Dagmara Kaczmarek-Szałkow: Szpital - Karowa. Wspaniale. Trafiliśmy na cudowną położną - Sylwię. Była z nami przez cały poród i dwie godziny po porodzie. Dopingowała niesamowicie i wszystko pokazała. Karmiłam córeczkę, kiedy tylko znalazła się na moim brzuchu. Odwiedzała mnie także na sali poporodowej, mogłam o wszystko pytać i otrzymywałam pomoc. Dodam jeszcze, że według mnie najważniejsza podczas całego pobytu w szpitalu, porodu jest obecność męża. Dla tatusia to tez wielkie przeżycie, dla rodzącej kobiety najlepsze wsparcie. Tylko kochający mężczyzna wie, jak do nas trafić, gdy zwijamy się z bólu, mówimy, ze już nie damy rady i generalnie ...odchodzimy od zmysłów. On jest tym, który stoi na ziemi i zrobi dla nas wtedy absolutnie wszystko. A potrzeb jest wiele. Mój mąż był cały czas ze mną i wiem, że było mi to bardzo potrzebne. Są momenty, kiedy poza bólem pojawia sie strach, trzeba podejmować decyzje...Warto nie być w tym samej.

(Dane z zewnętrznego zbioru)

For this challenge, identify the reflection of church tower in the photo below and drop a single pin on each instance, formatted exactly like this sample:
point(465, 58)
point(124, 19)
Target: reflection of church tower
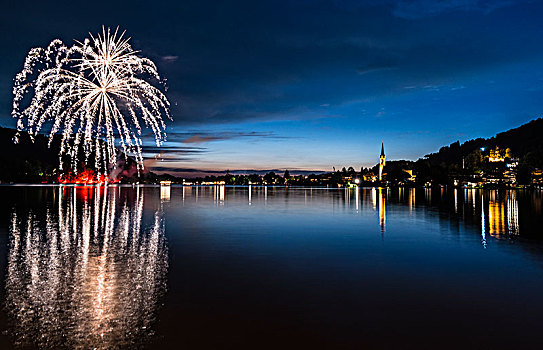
point(381, 162)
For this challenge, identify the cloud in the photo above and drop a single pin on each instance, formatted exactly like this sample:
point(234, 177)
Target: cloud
point(207, 136)
point(170, 59)
point(417, 9)
point(172, 153)
point(375, 67)
point(194, 172)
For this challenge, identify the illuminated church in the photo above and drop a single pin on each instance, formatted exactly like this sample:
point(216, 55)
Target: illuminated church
point(382, 162)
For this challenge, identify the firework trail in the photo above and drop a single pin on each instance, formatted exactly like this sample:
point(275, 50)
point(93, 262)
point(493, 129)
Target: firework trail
point(95, 95)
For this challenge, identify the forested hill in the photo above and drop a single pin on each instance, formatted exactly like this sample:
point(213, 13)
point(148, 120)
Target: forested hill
point(525, 142)
point(26, 161)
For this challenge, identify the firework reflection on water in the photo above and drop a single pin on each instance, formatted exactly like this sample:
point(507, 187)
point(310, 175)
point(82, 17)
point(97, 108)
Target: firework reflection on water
point(89, 274)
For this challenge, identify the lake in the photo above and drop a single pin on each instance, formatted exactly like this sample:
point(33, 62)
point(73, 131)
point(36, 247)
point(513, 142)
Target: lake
point(270, 267)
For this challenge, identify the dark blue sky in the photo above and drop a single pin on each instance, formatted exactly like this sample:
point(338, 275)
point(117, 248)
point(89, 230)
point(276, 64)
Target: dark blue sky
point(312, 84)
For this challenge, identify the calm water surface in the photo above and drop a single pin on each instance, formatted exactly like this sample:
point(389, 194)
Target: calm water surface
point(238, 267)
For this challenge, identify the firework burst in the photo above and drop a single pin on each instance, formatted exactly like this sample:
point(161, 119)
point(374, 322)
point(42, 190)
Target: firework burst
point(95, 95)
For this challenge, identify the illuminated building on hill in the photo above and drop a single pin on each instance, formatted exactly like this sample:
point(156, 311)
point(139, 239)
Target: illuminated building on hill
point(382, 162)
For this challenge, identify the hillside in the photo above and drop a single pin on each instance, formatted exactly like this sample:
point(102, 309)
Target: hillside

Wartością jest też to, ze mężczyzna zobaczy, na własne oczy, wysiłek kobiety podczas porodu. 
  
Świat mamy:  Jak to przeczyta, to dopiero będzie dumny i szczęśliwy! :) Pierwsza noc w domu była przespana czy mąż, tata czuwał przy łóżeczku? :))) Ja pamiętam że byłam tak nakręcona, taka adrenalina we mnie była, że kilka nocy spać nie mogłam ale pierwszą noc w domu  - przespałam :))) Dziecko nie płakało a mąż czuwał, to on nie mógł spać:))) 
 Dagmara Kaczmarek-Szałkow: Wróciliśmy do domu 23 grudnia wieczorem...Na choince paliły się lampki...Za każdym razem, jak o tym myślę, mam łzy w oczach...Usiedliśmy z małą pod choinką...Ja znowu płakałam ;-) i mówiłam do niej, że jest naszym najpiękniejszym prezentem...w nocy...rozmawialiśmy z mężem o tym, co przeżywamy...Córeczka pięknie przespała pierwszą noc w domu, i my mogliśmy odespać, ale zrywaliśmy się na równe nogi przy każdym najmniejszym kwilnięciu....Chaos zaczął się od rana ;-) Karmienie, pieluchy, przebieranie, wszędzie bałagan...Gdyby nie karmił mnie mąż, ja nic bym nie jadła. Nie miałam czasu!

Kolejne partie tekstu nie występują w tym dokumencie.